Saruman is a fictional character and a major antagonist in J. R. R. Tolkien's fantasy novel The Lord of the Rings. He is leader of the Istari, wizards sent to Middle-earth in human form by the godlike Valar to challenge Sauron, the main antagonist of the tale, but later on aims at gaining power for himself and advocates an alliance with the enemy. His schemes feature prominently in the second volume, The Two Towers, and at the end of the third volume, The Return of the King.
Saruman is one of several characters in the book illustrating the corruption of power; his desire for knowledge and order leads to his fall, and he rejects the chance of redemption when it is offered. The name Saruman means "man of skill"; he serves as an example of technology and modernity being overthrown by forces more in tune with nature. The character appears in almost all adaptations of The Lord of the Rings, having a particularly large part in the first two films of Peter Jackson's film trilogy (2001–2003) in which he was played by Christopher Lee.
Saruman first appears in 1954's The Fellowship of the Ring, which is the first volume of The Lord of the Rings. The Lord of the Rings describes a quest to destroy the One Ring, which is a powerful and evil talisman created by the Dark Lord Sauron to control Middle-earth (the fictional world in which Tolkien's story takes place).

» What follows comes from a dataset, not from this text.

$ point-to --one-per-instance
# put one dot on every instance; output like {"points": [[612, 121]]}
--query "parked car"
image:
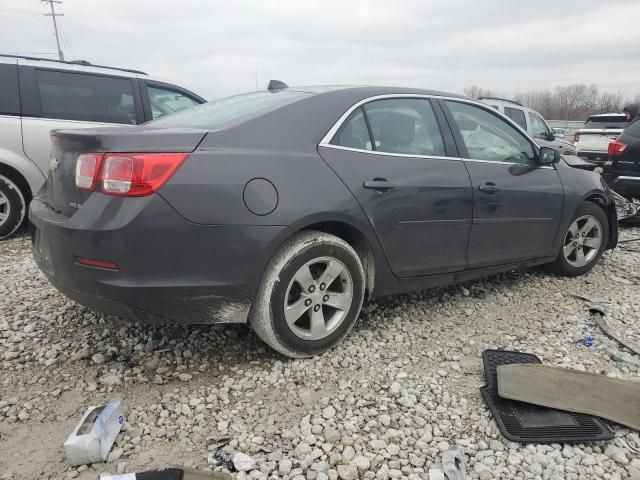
{"points": [[39, 95], [560, 132], [622, 170], [531, 122], [286, 208], [592, 140]]}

Early in The Fellowship of the Ring, the wizard Gandalf notes Saruman's great knowledge of the magic rings created by Sauron and by the Elven-smiths and describes him as "the chief of my order". Shortly afterwards, Gandalf breaks an arrangement to meet the hobbit Frodo Baggins, who bears the Ring lost by Sauron thousands of years earlier. After Frodo and Gandalf are reunited at Rivendell midway through The Fellowship of the Ring, the wizard explains why he failed to join Frodo: he had been summoned to consult with Saruman, who proposed that they ally themselves with Sauron, whose victory Saruman believed inevitable. When Gandalf refused, Saruman imprisoned him in the tower of Orthanc at Isengard, hoping to learn from him the location of the Ring. Gandalf observed that Saruman was creating his own army of orcs and wolves, "in rivalry of Sauron, and not in his service yet".